Leading Neuroscientist: "ADHD is not a real disease"


One of the world's leading pediatric neuroscientists, Dr. Bruce D. Perry, M.D., Ph.D, recently stated publicly that Attention Deficit/Hyper-Activity Disorder (ADHD) is not 'a real disease,' and warned of the dangers of giving psycho-stimulant medications to children.

Speaking to the Observer, Dr. Perry noted that the disorder known as ADHD should be considered a description of a wide range of symptoms that many children and adults exhibit, most of which are factors that everyone of us displays at some point during our lives.




"It is best thought of as a description. If you look at how you end up with that label, it is remarkable because any one of us at any given time would fit at least a couple of those criteria," he said.




Dr. Perry is a senior fellow of the ChildTrauma Academy in Houston, Texas, a highly respected member of the pediatric community, and author of several books on child psychology including, The Boy Who Was Raised as a Dog: And Other Stories from a Child Psychiatrist's Notebook - What Traumatized Children Can Teach Us About Loss, Love, and Healing, andBorn for Love: Why Empathy Is Essential - and Endangered.


His comments are quite refreshing at a time when diagnoses for ADHD in the UK and the US are sky-rocketing and prescriptions of stimulant medications to children are also rising rapidly, with many parents and concerned activists growing suspicious of the pharmaceutical industry's motivations in promoting drugs to children. Ritalin, Adderall, Vyvanse and other mind-altering stimulant medications are increasingly prescribed to children between the ages of 4 and 17.




Dr. Perry noted that the use of medications like these may be dangerous to the overall physical and mental development of the child, remarking on studies where these medications were given to animals and were proven detrimental to health.


"If you give psychostimulants to animals when they are young, their rewards systems change. They require much more stimulation to get the same level of pleasure.

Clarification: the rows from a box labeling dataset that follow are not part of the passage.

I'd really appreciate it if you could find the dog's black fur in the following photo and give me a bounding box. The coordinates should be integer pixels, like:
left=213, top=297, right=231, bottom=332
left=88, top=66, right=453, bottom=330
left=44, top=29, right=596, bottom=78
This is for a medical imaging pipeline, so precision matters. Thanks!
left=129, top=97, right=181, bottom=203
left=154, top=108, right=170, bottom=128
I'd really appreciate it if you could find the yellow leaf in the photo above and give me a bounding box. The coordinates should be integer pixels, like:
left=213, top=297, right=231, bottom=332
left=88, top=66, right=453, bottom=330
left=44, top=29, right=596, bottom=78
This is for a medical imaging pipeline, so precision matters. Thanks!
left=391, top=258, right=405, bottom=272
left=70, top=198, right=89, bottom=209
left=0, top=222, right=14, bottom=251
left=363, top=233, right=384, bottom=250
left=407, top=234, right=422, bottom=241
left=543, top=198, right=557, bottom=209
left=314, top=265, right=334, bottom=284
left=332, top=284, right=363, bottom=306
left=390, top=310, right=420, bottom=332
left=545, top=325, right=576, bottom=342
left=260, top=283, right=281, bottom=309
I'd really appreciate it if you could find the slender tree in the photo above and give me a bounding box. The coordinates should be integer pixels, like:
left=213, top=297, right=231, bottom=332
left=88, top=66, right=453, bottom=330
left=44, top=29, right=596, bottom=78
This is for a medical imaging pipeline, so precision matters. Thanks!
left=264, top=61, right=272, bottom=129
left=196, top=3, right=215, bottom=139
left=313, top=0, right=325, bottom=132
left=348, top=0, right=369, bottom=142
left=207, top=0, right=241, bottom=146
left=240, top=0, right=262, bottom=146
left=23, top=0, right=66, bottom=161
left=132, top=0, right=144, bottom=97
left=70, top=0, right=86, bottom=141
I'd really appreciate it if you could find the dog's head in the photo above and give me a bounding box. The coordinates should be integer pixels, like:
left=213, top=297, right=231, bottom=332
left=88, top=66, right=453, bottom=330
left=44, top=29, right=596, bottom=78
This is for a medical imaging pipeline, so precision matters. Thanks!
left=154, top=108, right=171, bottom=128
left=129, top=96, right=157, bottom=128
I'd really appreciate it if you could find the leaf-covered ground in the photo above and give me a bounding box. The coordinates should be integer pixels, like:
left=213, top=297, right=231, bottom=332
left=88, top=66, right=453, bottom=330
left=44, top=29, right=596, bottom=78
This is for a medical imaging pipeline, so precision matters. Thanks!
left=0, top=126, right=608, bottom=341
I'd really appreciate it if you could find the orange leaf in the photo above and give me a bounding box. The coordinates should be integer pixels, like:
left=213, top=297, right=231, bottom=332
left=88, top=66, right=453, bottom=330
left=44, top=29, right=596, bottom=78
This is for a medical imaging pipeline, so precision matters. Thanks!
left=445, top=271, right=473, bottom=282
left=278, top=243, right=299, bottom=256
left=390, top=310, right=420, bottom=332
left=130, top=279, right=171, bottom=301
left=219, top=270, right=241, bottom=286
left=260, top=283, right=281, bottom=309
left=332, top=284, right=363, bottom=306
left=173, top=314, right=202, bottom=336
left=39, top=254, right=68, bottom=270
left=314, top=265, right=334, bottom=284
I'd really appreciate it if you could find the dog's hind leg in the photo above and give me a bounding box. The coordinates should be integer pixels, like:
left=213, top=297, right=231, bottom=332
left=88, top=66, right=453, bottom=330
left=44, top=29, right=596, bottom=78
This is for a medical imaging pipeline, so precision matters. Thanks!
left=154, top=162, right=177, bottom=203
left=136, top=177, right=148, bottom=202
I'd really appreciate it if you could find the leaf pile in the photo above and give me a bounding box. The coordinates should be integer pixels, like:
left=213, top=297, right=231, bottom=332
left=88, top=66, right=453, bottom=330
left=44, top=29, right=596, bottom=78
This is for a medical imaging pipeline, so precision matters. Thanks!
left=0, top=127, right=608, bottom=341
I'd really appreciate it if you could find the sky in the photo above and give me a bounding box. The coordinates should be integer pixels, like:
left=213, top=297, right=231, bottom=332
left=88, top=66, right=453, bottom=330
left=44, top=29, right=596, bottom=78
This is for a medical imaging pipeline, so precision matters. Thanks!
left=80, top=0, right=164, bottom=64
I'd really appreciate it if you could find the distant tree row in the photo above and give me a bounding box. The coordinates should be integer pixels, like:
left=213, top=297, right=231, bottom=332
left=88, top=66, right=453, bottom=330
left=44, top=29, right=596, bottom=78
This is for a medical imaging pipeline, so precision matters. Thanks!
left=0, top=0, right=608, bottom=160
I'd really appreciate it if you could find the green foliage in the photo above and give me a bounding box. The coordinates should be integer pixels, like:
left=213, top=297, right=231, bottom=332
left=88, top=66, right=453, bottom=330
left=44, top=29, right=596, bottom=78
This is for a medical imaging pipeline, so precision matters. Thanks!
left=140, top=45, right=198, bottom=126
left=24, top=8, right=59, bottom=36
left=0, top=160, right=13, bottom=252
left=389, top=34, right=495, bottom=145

"So on a very concrete level they need to eat more food to get the same sensation of satiation. They need to do more high-risk things to get that little buzz from doing something. It is not a benign phenomenon.


"Taking a medication influences systems in ways we don't always understand. I tend to be pretty cautious about this stuff, particularly when the research shows you that other interventions are equally effective and over time more effective and have none of the adverse effects. For me it's a no-brainer."




Given that the problem of ADHD is complex and the term is more of a blanket term used to describe a wide range of behavioral symptoms, it is important to consider what the root causes of many of the symptoms may be before pharmaceutical intervention should be considered. Citing potential remedies, Dr. Perry suggested an approach that focuses attention on the parents and the child's environment, while also recommending natural remedies like Yoga, and improved diet.


"There are number of non-pharmacological therapies which have been pretty effective. A lot of them involve helping the adults that are around children," he said.


"Part of what happens is if you have an anxious, overwhelmed parent, that is contagious. When a child is struggling, the adults around them are easily disregulated too. This negative feedback process between the frustrated teacher or parent and dis-regulated child can escalate out of control.


"You can teach the adults how to regulate themselves, how to have realistic expectations of the children, how to give them opportunities that are achievable and have success and coach them through the process of helping children who are struggling.


"There are a lot of therapeutic approaches. Some would use somato-sensory therapies like yoga, some use motor activity like drumming.


"All have some efficacy. If you can put together a package of those things: keep the adults more mannered, give the children achievable goals, give them opportunities to regulate themselves, then you are going to minimise a huge percentage of the problems I have seen with children who have the problem labelled as ADHD."




Many people may disagree with the assertion that ADD/ADHD should not be considered a disease, however, the fact remains that the myriad symptoms that are associated with these increasingly common 'disorders' can often be addressed and relieved without creating an addiction and dependency on pharmaceutical medications, which disrupt the mind and body in ways that are not fully understood or even researched.